Samsung to Include Its Bixby AI Assistant on Galaxy S8 Phones

Bixby, Samsung's version of Siri, will debut on the upcoming smartphone, while an SDK and more Bixby product integrations will follow.

Samsung Galaxy S8 Rumors

After months of speculation and rumors about creating a personal digital assistant that will compete with Apple's Siri, Samsung is now sharing more about the technology behind its Bixby voice-activated "intelligent interface."

Set to debut March 29 when Samsung is expected to unveil its latest Galaxy S8 flagship smartphone models, Bixby will use artificial intelligence and a new side-mounted button on the S8 handsets to allow users to explore its capabilities, InJong Rhee, executive vice president and the head of research and development for software and services at Samsung, wrote in a recent post on the company's website.

"Bixby will be our first step on a journey to completely open up new ways of interacting with your phone," wrote Rhee. "At the launch of the Galaxy S8, a subset of preinstalled applications will be Bixby-enabled," with additional applications that work with Bixby to come in the future. "Our plan is to eventually release a [software developers kit] to enable third-party developers to make their applications and services Bixby-enabled easily."

The idea behind Bixby is to reinvent Samsung devices so they learn and adapt to the behaviors of their users, rather than requiring users to adapt to the devices, wrote Rhee. That means being able to properly and appropriately respond to voice commands to provide functions for users, rather than users having to search through deep and often complicated command and function menus to operate their devices, he wrote.
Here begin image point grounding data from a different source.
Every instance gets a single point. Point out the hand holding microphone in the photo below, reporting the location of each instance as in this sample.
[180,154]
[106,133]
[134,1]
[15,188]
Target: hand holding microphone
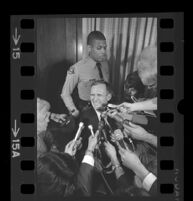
[80,128]
[90,127]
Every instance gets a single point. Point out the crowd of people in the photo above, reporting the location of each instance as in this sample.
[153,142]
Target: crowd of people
[115,150]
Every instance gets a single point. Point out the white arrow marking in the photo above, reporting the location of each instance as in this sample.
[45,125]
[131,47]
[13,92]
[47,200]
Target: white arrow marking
[15,37]
[15,130]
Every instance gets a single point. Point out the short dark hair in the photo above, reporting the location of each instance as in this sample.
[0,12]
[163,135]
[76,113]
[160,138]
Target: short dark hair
[108,86]
[95,35]
[56,175]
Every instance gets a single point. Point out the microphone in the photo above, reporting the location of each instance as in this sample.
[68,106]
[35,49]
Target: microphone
[121,141]
[90,127]
[80,128]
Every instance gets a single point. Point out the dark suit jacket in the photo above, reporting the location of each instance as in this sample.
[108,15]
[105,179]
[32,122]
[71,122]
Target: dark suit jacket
[153,189]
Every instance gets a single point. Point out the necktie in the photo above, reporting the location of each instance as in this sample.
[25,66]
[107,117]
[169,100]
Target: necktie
[100,71]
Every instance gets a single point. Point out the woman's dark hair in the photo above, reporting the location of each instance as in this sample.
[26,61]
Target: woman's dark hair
[95,35]
[133,81]
[56,175]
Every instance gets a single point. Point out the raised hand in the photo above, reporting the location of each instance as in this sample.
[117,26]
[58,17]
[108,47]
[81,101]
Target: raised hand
[135,131]
[72,147]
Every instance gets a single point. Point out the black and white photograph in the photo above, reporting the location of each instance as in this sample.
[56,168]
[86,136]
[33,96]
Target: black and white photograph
[96,106]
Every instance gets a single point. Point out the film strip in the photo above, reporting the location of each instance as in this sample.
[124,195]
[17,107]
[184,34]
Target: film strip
[23,37]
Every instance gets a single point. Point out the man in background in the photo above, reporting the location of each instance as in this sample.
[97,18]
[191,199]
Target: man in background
[85,72]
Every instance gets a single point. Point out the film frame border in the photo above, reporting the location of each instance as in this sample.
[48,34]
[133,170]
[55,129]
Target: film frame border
[23,103]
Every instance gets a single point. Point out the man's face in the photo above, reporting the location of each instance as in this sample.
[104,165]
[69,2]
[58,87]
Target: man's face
[98,50]
[99,96]
[148,75]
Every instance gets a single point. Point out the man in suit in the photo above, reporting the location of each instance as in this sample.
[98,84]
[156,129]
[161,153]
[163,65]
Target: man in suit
[100,95]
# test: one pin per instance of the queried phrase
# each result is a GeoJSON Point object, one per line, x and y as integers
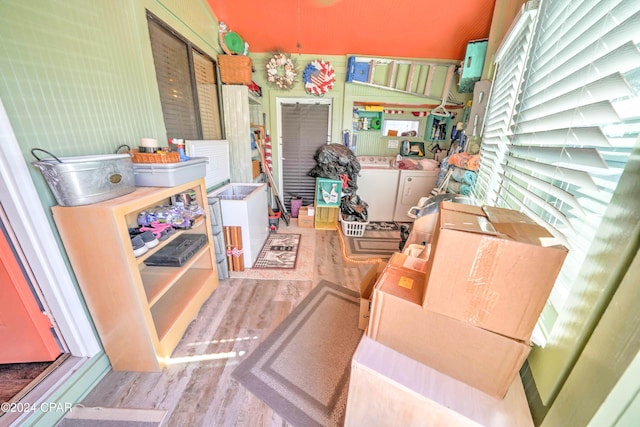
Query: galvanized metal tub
{"type": "Point", "coordinates": [83, 180]}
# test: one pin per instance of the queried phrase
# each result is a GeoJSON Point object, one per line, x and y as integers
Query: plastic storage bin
{"type": "Point", "coordinates": [169, 174]}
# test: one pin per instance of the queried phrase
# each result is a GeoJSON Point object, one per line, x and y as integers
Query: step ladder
{"type": "Point", "coordinates": [411, 77]}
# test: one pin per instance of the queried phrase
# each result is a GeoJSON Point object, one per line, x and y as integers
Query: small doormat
{"type": "Point", "coordinates": [279, 251]}
{"type": "Point", "coordinates": [82, 416]}
{"type": "Point", "coordinates": [302, 368]}
{"type": "Point", "coordinates": [382, 226]}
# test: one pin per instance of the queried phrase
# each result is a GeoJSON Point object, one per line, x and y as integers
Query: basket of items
{"type": "Point", "coordinates": [235, 69]}
{"type": "Point", "coordinates": [353, 228]}
{"type": "Point", "coordinates": [160, 156]}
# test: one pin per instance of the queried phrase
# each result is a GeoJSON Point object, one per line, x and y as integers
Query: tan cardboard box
{"type": "Point", "coordinates": [366, 289]}
{"type": "Point", "coordinates": [482, 359]}
{"type": "Point", "coordinates": [387, 388]}
{"type": "Point", "coordinates": [491, 267]}
{"type": "Point", "coordinates": [306, 216]}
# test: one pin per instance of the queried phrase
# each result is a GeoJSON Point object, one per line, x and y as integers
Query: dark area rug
{"type": "Point", "coordinates": [81, 416]}
{"type": "Point", "coordinates": [302, 369]}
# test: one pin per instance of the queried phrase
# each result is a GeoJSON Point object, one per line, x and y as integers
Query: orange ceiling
{"type": "Point", "coordinates": [402, 28]}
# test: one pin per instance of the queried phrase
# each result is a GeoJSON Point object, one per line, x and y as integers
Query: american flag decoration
{"type": "Point", "coordinates": [267, 152]}
{"type": "Point", "coordinates": [318, 77]}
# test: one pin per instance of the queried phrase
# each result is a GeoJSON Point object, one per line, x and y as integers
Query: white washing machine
{"type": "Point", "coordinates": [412, 185]}
{"type": "Point", "coordinates": [378, 186]}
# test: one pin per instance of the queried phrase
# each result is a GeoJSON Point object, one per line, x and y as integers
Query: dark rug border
{"type": "Point", "coordinates": [295, 263]}
{"type": "Point", "coordinates": [243, 370]}
{"type": "Point", "coordinates": [354, 251]}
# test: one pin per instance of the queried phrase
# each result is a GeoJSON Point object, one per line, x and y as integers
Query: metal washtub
{"type": "Point", "coordinates": [83, 180]}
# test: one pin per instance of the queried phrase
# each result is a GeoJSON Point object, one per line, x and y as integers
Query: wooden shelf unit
{"type": "Point", "coordinates": [140, 312]}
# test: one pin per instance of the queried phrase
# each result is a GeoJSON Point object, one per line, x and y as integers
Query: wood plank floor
{"type": "Point", "coordinates": [197, 389]}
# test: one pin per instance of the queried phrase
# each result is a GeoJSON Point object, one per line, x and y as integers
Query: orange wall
{"type": "Point", "coordinates": [399, 28]}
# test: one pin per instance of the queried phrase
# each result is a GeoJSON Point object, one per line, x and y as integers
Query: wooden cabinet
{"type": "Point", "coordinates": [140, 312]}
{"type": "Point", "coordinates": [242, 111]}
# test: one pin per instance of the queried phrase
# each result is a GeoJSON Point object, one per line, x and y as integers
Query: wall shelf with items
{"type": "Point", "coordinates": [367, 120]}
{"type": "Point", "coordinates": [140, 311]}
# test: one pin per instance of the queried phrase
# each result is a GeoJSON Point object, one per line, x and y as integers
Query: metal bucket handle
{"type": "Point", "coordinates": [44, 151]}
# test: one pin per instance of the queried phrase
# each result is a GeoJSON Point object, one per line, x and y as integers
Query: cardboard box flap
{"type": "Point", "coordinates": [503, 215]}
{"type": "Point", "coordinates": [519, 227]}
{"type": "Point", "coordinates": [461, 207]}
{"type": "Point", "coordinates": [369, 280]}
{"type": "Point", "coordinates": [403, 283]}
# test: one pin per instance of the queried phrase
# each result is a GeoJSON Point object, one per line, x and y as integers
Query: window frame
{"type": "Point", "coordinates": [190, 48]}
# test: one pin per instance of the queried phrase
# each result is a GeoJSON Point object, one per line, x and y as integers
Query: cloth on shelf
{"type": "Point", "coordinates": [459, 188]}
{"type": "Point", "coordinates": [463, 175]}
{"type": "Point", "coordinates": [465, 160]}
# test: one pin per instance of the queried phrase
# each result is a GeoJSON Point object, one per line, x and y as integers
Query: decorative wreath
{"type": "Point", "coordinates": [318, 77]}
{"type": "Point", "coordinates": [281, 71]}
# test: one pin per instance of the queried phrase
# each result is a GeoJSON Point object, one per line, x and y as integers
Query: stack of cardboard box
{"type": "Point", "coordinates": [470, 309]}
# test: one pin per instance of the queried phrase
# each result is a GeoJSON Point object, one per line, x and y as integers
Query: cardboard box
{"type": "Point", "coordinates": [482, 359]}
{"type": "Point", "coordinates": [491, 267]}
{"type": "Point", "coordinates": [366, 289]}
{"type": "Point", "coordinates": [387, 388]}
{"type": "Point", "coordinates": [306, 215]}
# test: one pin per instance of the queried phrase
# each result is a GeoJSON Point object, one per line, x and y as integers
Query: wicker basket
{"type": "Point", "coordinates": [353, 228]}
{"type": "Point", "coordinates": [235, 69]}
{"type": "Point", "coordinates": [162, 157]}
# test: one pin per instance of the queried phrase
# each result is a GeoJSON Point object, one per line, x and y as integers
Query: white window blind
{"type": "Point", "coordinates": [558, 133]}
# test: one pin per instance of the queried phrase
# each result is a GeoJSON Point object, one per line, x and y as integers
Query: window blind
{"type": "Point", "coordinates": [207, 90]}
{"type": "Point", "coordinates": [563, 116]}
{"type": "Point", "coordinates": [187, 84]}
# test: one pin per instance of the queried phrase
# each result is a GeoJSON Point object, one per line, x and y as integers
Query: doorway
{"type": "Point", "coordinates": [304, 125]}
{"type": "Point", "coordinates": [82, 354]}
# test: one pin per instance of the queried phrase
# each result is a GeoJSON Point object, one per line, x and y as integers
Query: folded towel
{"type": "Point", "coordinates": [459, 188]}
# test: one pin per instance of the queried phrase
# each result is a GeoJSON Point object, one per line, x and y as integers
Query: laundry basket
{"type": "Point", "coordinates": [353, 228]}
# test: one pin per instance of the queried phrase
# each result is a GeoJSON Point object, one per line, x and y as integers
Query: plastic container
{"type": "Point", "coordinates": [83, 180]}
{"type": "Point", "coordinates": [169, 174]}
{"type": "Point", "coordinates": [178, 251]}
{"type": "Point", "coordinates": [353, 228]}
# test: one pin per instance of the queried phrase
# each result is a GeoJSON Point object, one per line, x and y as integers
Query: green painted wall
{"type": "Point", "coordinates": [78, 78]}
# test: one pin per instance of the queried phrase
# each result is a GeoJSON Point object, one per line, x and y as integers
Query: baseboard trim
{"type": "Point", "coordinates": [48, 402]}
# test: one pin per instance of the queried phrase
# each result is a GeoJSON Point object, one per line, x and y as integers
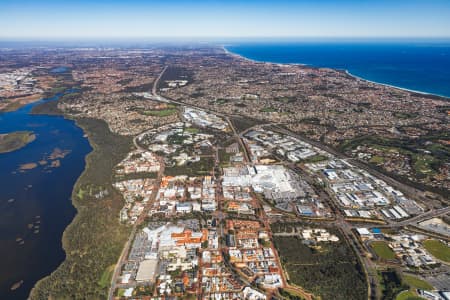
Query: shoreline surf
{"type": "Point", "coordinates": [237, 55]}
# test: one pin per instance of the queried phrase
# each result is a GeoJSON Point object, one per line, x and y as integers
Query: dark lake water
{"type": "Point", "coordinates": [416, 65]}
{"type": "Point", "coordinates": [41, 198]}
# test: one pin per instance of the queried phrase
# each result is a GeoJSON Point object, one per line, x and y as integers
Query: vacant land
{"type": "Point", "coordinates": [415, 282]}
{"type": "Point", "coordinates": [15, 140]}
{"type": "Point", "coordinates": [330, 270]}
{"type": "Point", "coordinates": [408, 295]}
{"type": "Point", "coordinates": [382, 250]}
{"type": "Point", "coordinates": [94, 239]}
{"type": "Point", "coordinates": [438, 249]}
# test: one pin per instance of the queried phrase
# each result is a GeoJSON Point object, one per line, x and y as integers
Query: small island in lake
{"type": "Point", "coordinates": [15, 140]}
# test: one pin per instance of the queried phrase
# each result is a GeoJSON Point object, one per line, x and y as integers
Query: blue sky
{"type": "Point", "coordinates": [223, 19]}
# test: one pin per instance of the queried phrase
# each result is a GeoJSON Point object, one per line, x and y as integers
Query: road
{"type": "Point", "coordinates": [340, 222]}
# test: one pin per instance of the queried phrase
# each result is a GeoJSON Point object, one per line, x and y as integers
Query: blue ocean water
{"type": "Point", "coordinates": [416, 65]}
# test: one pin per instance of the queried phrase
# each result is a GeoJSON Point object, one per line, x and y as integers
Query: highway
{"type": "Point", "coordinates": [340, 222]}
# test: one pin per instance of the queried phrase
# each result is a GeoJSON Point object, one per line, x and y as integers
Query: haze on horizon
{"type": "Point", "coordinates": [223, 19]}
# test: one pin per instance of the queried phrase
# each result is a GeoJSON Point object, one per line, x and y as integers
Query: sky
{"type": "Point", "coordinates": [38, 19]}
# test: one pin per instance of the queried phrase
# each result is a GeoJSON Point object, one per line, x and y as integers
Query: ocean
{"type": "Point", "coordinates": [422, 65]}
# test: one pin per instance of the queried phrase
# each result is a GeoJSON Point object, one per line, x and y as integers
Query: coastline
{"type": "Point", "coordinates": [236, 55]}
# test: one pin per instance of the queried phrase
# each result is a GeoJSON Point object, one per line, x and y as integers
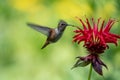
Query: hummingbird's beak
{"type": "Point", "coordinates": [72, 25]}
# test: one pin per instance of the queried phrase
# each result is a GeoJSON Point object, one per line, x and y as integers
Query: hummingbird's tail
{"type": "Point", "coordinates": [46, 43]}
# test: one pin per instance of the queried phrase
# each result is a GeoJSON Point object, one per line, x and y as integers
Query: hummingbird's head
{"type": "Point", "coordinates": [62, 25]}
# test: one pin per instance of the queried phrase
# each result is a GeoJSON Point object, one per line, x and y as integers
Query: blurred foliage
{"type": "Point", "coordinates": [21, 57]}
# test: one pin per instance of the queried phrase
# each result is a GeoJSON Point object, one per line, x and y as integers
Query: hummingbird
{"type": "Point", "coordinates": [53, 34]}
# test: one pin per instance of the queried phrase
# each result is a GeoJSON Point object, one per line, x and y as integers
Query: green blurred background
{"type": "Point", "coordinates": [21, 57]}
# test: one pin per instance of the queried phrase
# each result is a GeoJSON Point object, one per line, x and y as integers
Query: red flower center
{"type": "Point", "coordinates": [95, 40]}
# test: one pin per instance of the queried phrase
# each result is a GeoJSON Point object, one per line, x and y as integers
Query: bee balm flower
{"type": "Point", "coordinates": [96, 39]}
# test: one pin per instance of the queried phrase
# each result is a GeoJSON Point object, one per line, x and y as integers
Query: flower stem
{"type": "Point", "coordinates": [90, 72]}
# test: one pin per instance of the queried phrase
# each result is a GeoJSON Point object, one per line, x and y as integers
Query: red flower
{"type": "Point", "coordinates": [95, 41]}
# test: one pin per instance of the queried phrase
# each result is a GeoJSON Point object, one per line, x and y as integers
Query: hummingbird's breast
{"type": "Point", "coordinates": [57, 36]}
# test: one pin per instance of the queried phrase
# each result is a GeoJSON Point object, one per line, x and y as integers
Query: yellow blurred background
{"type": "Point", "coordinates": [21, 57]}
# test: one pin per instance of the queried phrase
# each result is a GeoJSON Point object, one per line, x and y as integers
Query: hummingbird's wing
{"type": "Point", "coordinates": [41, 29]}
"When an application becomesĀ Bixby-enabled, Bixby will be able to support almost every task that the application is capable of performing using the conventional interface (i.e. touch commands)," wrote Rhee. "Most existing agents currently support only a few selected tasks for an application and therefore confuse users about what works or what doesn't work by voice command."

With Bixby's artificial intelligence engine, Samsung devices will provide responses that are more predictable for users and will better understand the context of user requests, wrote Rhee. "Bixby will allow users to weave various modes of interactions including touch or voice at any context of the application, whichever they feel is most comfortable and intuitive."

Bixby will also include what Samsung calls "cognitive tolerance," or the ability to understand commands even when given incomplete information by users, he wrote. In such a situation, Bixby will "execute the commanded task to the best of its knowledge, and then will prompt users to provide more information and take the execution of the task in piecemeal," making the interface more natural and easier to use.

While Bixby will debut in the new Galaxy S8 smartphones, not all of its capabilities will be ready at launch, wrote Rhee. "We do have a bold vision of revolutionizing the human-to-machine interface, but that vision won't be realized overnight. Ambition takes time."